Waarom en hoe is het Reflectief practium ontsaan?
De werkwijze Reflectief Practicum is in 2017 in het kader van het NRO-project ‘Innovatiecentra VVE’ door Peuteropvang Heerlen en de schoolbesturen Innovo en Movare ontwikkeld. De innovatiecentra VVE waren proeftuinen waar de kinderopvang in samenwerking met de gemeente gedurende drie jaar ging experimenteren met een innovatieve maatregel om het vve-aanbod te verbeteren. Heerlen werd met de werkwijze ‘Reflectief Practicum’ als een van de vijf gemeenten als ‘innovatiecentrum’ geselecteerd voor deelname. De ervaringen met de werkwijze waren positief en sinds het aflopen van de projectperiode wordt het Reflectief Practicum op verzoek van ‘koppels’, een combinatie van een pedagogisch medewerker en een leerkracht, ingezet om de samenwerking te versterken. Het reflectief practicum wordt ingezet op peuter- en kleutergroepen binnen bestaande samenwerkingsverbanden en waar de peuter- en kleutergroepen zich in hetzelfde gebouw bevinden.
Wat houdt het Reflectief Practicum in?
De interventie bestaat uit een jaarlijkse audit uitgevoerd door een audit-koppel. Elk audit-koppel bestaat uit een pedagogisch medewerker en een leerkracht van de aan elkaar gekoppelde peuteropvanglocatie en basisschool. Als er meerdere peuter- en kleutergroepen zijn, wordt in het auditplan afgesproken wie bij wie gaat kijken. De audit-koppels worden in het auditproces (dat wil zeggen, het voorbereiden, uitvoeren en evalueren van de audit) begeleid door auditoren. De auditoren zijn hbo-geschoolde pedagogisch VVE coaches die kennis hebben van het begeleiden van het auditproces.
In de voorbereiding stelt het audit-koppel samen met de auditor het draaiboek van de auditdag vast. De focus van de audits bepalen de audit-koppels in onderling overleg zelf, zodat ze kunnen aansluiten bij wat voor hun locatie relevant is. Zij kiezen hierbij uit vier domeinen: pedagogisch handelen, didactisch handelen, regels en rituelen, en speelleeromgeving.
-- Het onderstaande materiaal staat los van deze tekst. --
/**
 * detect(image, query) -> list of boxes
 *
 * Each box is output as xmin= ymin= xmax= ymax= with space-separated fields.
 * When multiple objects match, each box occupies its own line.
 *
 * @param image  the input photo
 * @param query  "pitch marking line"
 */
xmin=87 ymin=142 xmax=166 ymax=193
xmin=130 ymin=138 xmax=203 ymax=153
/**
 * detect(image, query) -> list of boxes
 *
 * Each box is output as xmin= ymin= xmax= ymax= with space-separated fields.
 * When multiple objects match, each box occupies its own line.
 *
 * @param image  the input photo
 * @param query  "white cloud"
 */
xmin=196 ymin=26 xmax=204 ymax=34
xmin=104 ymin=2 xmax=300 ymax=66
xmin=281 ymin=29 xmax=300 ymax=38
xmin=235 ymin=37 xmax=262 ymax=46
Daarnaast stellen ze een kijkvraag vast, zodat er gericht geobserveerd wordt.
Tijdens een audit wordt er door de auditleden geobserveerd in de peuteropvang en in de kleuterklas. Na de observatie houden de pedagogisch medewerker, leerkracht, auditor en eventueel vve-coach van de peuteropvang of vve-coördinator van de school een evaluatiegesprek. Daarin wordt besproken wat opgevallen is tijdens de observaties, welke overeenkomsten en verschillen er zijn tussen peuteropvang en basisschool. De pedagogisch medewerker en leerkracht bepalen onder begeleiding van de auditor actiepunten. Die worden door het hele team van de peuteropvang en basisschool opgepakt of geborgd en in de volgende audit geëvalueerd.
Hulpmiddelen
Auditplan
Wat is het plan waarin de planning en het draaiboek van de audit gedocumenteerd wordt: wanneer, wie, wat (kijkvraag), waar?
Observatiewijzer
Tijdens de audit is de observatiewijzer het hulpmiddel om:
- richting te kunnen geven aan de observatie, door vooral observatiepunten te benoemen, die
voorwaardelijk zijn voor een goede afstemming binnen het audit-koppel;
- verhelderingsvragen (voor het nagesprek) te kunnen formuleren en
- aandachtspunten te kunnen formuleren voor de verdere afstemming binnen het koppel van peuteropvanglocatie en basisschool.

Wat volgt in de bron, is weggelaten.